W.K. Clifford wrote:

“To sum up: it is wrong always, everywhere, and for anyone, to believe anything upon insufficient evidence. If a man, holding a belief which he was taught in childhood or persuaded of afterwards, keeps down and pushes away any doubts which arise about it in his mind, purposely avoids the reading of books and the company of men that call into question or discuss it, and regards as impious those questions which cannot easily be asked without disturbing it -- the life of that man is one long sin against mankind..”

Is Clifford correct that it is wrong to believe something without good reasons? Please give an example of when an incorrect belief hurt innocent people. Does this mean we should never believe something without good reasons? Why or why not? What reasons support your claim?

Case 2

William James wrote:

“I began by a reference to Fitz James Stephen; let me end by a quotation from him. What do you think of yourself? What do you think of the world? . . . These are questions with which all must deal as it seems good to them. They are riddles of the Sphinx, and in some way or other we must deal with them. . . . In all important transactions of life we have to take a leap in the dark.... If we decide to leave the riddles unanswered, that is a choice; if we waver in our answer, that, too, is a choice: but whatever choice we make, we make it at our peril. If a man chooses to turn his back altogether on God and the future, no one can prevent him; no one can show beyond reasonable doubt that he is mistaken. If a man thinks otherwise and acts as he thinks, I do not see that anyone can prove that he is mistaken. Each must act as he thinks best; and if he is wrong, so much the worse for him. We stand on a mountain pass in the midst of whirling snow and blinding mist through which we get glimpses now and then of paths which may be deceptive. If we stand still we shall be frozen to death. If we take the wrong road we shall be dashed to pieces. We do not certainly know whether there is any right one. What must we do? ‘Be strong and of a good courage.' Act for the best, hope for the best, and take what comes. . . . If death ends all, we cannot meet death better."

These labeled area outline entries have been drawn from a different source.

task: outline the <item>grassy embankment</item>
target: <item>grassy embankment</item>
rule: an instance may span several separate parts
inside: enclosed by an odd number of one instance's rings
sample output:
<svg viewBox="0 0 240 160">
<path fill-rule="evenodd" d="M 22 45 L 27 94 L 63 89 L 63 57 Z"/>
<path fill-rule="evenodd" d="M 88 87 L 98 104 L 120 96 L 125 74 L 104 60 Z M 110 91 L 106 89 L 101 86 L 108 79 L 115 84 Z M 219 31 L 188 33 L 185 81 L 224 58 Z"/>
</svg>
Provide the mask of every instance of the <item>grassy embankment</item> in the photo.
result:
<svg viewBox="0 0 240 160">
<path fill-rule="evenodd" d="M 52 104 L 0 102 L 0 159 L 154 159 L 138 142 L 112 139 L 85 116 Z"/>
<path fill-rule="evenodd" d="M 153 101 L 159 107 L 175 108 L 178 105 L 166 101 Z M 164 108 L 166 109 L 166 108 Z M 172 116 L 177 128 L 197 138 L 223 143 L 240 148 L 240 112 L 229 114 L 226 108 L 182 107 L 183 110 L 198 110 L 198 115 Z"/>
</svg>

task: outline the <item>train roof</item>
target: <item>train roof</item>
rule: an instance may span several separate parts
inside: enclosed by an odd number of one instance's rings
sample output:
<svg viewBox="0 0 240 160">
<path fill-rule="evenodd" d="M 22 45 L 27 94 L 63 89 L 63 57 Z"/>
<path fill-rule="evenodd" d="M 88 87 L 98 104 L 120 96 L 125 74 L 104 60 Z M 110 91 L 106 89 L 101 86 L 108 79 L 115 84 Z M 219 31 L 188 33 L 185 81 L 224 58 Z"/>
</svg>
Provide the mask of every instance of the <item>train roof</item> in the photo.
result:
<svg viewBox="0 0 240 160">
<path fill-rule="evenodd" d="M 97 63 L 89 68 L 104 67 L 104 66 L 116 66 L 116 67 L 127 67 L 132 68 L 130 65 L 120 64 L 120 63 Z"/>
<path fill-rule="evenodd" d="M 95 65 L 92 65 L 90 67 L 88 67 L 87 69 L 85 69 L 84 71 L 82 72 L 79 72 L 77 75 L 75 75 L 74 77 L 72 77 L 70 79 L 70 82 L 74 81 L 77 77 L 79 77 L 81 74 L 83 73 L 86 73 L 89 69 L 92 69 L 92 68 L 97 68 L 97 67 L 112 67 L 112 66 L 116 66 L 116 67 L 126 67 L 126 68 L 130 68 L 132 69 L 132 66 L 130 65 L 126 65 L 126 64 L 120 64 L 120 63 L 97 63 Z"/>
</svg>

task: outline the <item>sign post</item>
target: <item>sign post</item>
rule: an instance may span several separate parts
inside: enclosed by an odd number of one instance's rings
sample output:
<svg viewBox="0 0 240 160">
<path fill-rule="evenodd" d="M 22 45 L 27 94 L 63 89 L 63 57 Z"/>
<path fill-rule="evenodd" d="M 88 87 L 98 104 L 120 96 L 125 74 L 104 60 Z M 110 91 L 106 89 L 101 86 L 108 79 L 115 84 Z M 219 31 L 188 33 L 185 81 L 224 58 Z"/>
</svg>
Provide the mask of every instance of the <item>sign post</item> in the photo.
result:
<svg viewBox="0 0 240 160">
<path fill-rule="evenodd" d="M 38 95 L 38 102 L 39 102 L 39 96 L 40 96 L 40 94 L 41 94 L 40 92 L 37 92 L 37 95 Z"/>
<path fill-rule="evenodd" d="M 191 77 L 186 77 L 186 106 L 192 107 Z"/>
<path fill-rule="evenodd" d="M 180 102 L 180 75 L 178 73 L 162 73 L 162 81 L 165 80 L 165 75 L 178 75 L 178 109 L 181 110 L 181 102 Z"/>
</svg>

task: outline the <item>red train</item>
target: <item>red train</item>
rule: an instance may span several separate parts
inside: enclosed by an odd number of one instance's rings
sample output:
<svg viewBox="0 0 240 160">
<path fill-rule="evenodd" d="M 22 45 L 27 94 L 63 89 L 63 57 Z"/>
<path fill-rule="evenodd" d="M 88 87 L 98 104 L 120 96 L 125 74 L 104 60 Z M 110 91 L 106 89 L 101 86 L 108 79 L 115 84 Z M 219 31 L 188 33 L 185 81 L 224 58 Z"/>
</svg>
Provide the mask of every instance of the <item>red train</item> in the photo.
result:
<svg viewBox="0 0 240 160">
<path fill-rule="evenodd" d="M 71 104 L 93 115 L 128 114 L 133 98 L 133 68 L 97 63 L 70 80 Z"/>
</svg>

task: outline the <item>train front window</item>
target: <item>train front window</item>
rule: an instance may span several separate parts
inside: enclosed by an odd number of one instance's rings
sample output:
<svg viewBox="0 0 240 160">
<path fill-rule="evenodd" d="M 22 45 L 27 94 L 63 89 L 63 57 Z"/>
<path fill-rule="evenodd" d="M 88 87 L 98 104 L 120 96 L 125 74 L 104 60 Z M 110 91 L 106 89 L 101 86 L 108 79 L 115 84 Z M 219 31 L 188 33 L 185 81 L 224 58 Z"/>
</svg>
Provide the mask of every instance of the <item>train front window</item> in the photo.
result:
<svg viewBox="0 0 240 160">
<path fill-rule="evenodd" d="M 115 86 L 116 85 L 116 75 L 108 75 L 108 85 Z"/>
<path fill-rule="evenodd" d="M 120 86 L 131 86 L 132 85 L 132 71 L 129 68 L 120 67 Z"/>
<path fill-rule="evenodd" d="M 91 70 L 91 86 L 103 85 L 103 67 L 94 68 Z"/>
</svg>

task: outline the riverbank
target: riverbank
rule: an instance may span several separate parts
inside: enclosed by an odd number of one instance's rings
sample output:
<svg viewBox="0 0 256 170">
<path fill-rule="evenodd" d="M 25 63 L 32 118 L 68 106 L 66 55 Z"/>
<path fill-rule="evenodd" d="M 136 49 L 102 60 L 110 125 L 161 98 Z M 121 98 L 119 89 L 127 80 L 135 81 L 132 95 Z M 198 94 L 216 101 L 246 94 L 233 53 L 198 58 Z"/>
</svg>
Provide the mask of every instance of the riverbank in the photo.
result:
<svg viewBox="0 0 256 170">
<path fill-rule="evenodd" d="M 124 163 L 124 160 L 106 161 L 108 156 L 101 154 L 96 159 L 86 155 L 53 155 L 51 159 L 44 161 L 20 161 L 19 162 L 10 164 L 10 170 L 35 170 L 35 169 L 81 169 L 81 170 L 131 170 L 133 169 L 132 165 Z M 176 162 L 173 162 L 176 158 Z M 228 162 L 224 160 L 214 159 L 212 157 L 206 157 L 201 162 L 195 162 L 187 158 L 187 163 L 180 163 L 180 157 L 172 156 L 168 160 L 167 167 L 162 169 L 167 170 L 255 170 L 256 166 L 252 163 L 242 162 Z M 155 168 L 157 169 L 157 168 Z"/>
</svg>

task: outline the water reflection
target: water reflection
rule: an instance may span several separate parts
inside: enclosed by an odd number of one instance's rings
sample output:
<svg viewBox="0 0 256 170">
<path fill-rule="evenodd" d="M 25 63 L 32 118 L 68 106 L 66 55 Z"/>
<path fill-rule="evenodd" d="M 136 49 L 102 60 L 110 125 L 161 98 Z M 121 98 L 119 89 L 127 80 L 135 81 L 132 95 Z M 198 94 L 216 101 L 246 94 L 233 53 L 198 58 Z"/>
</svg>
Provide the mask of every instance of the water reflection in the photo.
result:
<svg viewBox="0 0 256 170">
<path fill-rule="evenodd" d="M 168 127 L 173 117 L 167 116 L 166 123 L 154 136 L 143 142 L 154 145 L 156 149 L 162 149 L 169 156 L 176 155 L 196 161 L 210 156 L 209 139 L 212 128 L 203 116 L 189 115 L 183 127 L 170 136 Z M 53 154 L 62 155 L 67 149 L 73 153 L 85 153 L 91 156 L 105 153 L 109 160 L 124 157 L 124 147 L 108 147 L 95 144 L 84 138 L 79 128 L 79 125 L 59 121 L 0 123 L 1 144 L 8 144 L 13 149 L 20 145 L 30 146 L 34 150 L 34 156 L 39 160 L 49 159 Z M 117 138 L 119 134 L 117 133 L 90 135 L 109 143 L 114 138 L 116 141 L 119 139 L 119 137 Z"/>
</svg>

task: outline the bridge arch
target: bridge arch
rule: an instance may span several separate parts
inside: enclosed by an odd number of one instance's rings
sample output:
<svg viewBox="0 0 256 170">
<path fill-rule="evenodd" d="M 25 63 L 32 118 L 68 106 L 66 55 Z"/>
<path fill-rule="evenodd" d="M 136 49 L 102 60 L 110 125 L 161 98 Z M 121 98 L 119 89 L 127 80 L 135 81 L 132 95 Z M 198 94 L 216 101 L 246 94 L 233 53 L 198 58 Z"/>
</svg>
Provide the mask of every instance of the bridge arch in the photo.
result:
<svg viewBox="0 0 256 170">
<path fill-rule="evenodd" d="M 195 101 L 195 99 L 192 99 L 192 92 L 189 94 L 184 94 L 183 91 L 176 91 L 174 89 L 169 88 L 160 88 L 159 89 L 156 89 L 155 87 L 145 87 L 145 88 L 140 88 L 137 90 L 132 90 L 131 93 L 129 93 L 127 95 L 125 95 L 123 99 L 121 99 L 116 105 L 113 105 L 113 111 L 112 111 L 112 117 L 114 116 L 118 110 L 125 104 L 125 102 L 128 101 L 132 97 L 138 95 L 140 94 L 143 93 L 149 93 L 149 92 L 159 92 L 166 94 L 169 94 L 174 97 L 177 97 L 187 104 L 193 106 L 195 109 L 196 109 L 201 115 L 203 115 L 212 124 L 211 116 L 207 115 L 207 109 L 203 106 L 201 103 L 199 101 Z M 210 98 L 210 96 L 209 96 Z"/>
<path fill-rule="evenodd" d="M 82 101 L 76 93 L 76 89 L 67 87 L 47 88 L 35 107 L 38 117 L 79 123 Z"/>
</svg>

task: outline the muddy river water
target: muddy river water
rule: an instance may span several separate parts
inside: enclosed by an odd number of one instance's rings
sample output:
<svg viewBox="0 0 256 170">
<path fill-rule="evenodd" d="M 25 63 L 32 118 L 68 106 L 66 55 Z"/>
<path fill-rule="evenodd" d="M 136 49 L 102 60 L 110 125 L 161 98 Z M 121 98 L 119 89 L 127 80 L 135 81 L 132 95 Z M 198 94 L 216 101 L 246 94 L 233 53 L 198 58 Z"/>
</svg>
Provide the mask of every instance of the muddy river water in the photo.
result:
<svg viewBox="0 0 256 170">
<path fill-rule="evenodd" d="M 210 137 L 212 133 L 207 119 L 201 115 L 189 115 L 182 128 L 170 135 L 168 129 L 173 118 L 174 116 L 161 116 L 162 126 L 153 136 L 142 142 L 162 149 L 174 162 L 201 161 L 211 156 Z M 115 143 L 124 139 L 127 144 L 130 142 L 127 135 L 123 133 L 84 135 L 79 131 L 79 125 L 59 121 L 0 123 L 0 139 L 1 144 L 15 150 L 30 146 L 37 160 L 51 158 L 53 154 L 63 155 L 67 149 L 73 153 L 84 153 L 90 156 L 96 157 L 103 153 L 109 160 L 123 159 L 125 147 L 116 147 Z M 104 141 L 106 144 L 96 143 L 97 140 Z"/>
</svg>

James argues that each of us is free to follow our passional natures. We are free to believe whatever we like. According to James, it is not immoral to believe some things without good reason. What do you think? Please think of an example where following our passional natures in situations where intellectual reasoning is not possible may lead to bad consequences. Does this mean that James’ argument is wrong? Why or why not? What reasons support your claim?